Tikrit, the capital of the Salaheddin governorate and located less than 100 miles (160 kilometers) north of the capital, Baghdad, was attacked by unidentified insurgents who took control of some districts of the city, security officials told journalists.
An eyewitness told the BBC that insurgents entered the town from four different directions, and that at midday intense fighting was taking place in the city center, around the headquarters of the Salaheddin provincial government.
The identity of the attackers has yet to be confirmed, but members of ISIS—an Al-Qaeda splinter group—have already began pushing south from Mosul, seizing the town of Baiji, which contains Iraq’s largest oil refinery, on Tuesday.
The response of the Iraqi security forces in Iraq’s northern province of Nineveh has so far been ineffectual, with some units fleeing ahead of ISIS fighters, abandoning weapons, vehicles and even their uniforms, according to reports.
According to the International Organization for Migration, the fall of Mosul, Iraq’s second-largest city, has caused around 500,000 of its population of almost 2 million to flee, mostly northwards towards the autonomous region of Kurdistan.
Some remaining Mosul residents told reporters that ISIS fighters have urged municipal workers to return to work, a possible indication that it intends to occupy and hold the city over the long-term.
Analysts say that the organization’s latest offensive may be part of an attempt to unify the territory under its control in Iraq and neighboring Syria, where it has been battling the Syrian government and other rebel groups for control of the country’s eastern and northern provinces.
The group’s long-term goal is to create an “Islamic Emirate” in the territory of Iraq and Syria governed by its hard-line, radical interpretation of Islamic law.
So far, it has exploited political instability and sectarian divisions in Iraq and the war in Syria to seize territory from government forces and rebels alike.
The governor of Nineveh province, Atheel Al-Nujaifi, was also forced to flee north to Erbil, the capital of the Kurdish Regional Government (KRG). Speaking on Wednesday, he said that plans were being made to re-take Mosul with the help of local militias.
Iraq’s foreign minister, Hoshar Zebari, said that ISIS posed a “serious, mortal threat” to Iraq, and said Peshmerga militia from the KRG could assist government forces in attempts to recapture the city.
Speaking at an EU–Arab League conference in Athens on Wednesday, Zebari said: “We can push back on the terrorists . . . and there would be a closer cooperation between Baghdad and the [KRG] to work together and try to flush out these foreign fighters or elements who have disturbed the safety, the well-being of the population.”
Kurdish Peshmerga units are reported to have moved into position in Nineveh to block further ISIS advances, but are not currently planning offensive action.
The spokesman for the KRG’s Peshmerga Ministry, Brig.

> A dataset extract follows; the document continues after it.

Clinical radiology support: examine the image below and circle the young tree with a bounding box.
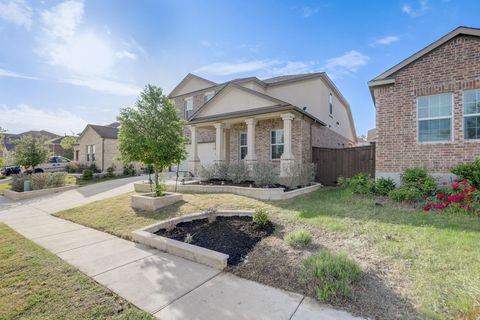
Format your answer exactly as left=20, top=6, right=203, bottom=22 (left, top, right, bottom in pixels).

Gen. Halgord Hekmat, told London’s Guardian newspaper that “the sudden collapse of the Iraqi army has left us with no option but to fill some areas with our forces because we can’t have a security vacuum on our border.”
He added that Kurdish forces were awaiting an agreement between Erbil and Baghdad before joining the fighting.
Iraqi Prime Minister Nuri Al-Maliki called on Iraqis to stand firm on Wednesday, saying: “Do not give in. We are with you, the state is with you, the army is with you. Even if the battle is a long one, we will not let you down.”
He also said that he would “reorganize the armed forces to cleanse Nineveh of the terrorists and those who helped them.”